約5×6メートルの車庫の梁(はり)に泥と草で造られたおわん型の巣がずらりと並び、昨年までの古い巣も合わせると29個確認できる。5月下旬までに20ほどのつがいが同時に子育てし、1つの巣から5、6羽が巣立ったという。現在は2度目の繁殖期に入ったようで、車庫内ではにぎやかなツバメの乱舞が見られる。
妻の初美さん(71)によると、20年ほど前までは「ご近所さんと同様、巣は2、3個だった」という。当初は車にふんをかけられるし、家も汚れるので、車庫のシャッターを下ろし、寄せ付けないようにしていた。
しかし、動物好きの利治さんが、「締め出すのはかわいそう」と、シャッターを開放。すると、巣が徐々に増え、12年ほど前から今のような状況になったという。
「ここにはヘビもカラスも入って来られないし、夜は親鳥が帰ってきたのを見計らってシャッターを閉めるようにしている。ただ朝、開けるのが遅れると、そりゃうるさいですよ。
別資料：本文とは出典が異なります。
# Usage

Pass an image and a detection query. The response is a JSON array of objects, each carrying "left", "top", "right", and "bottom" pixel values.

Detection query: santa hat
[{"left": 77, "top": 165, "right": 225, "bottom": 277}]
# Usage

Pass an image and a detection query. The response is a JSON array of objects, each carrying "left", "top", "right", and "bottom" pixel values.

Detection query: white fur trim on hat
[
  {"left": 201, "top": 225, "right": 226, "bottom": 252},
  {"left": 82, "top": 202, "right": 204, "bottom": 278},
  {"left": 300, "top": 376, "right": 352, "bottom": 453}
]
ツバメのモーニングコールです」と初美さん。
車にはふんよけのブルーシートをかぶせてしのいでいる。繁殖期が終わると、家族総出でふん掃除をするのが年中行事になっている。
初美さんは、「2年前、娘がお婿さんを連れて帰って来てくれた。さらにその娘がこの秋に出産を控えている。ツバメの恩返しかな」と笑っていた。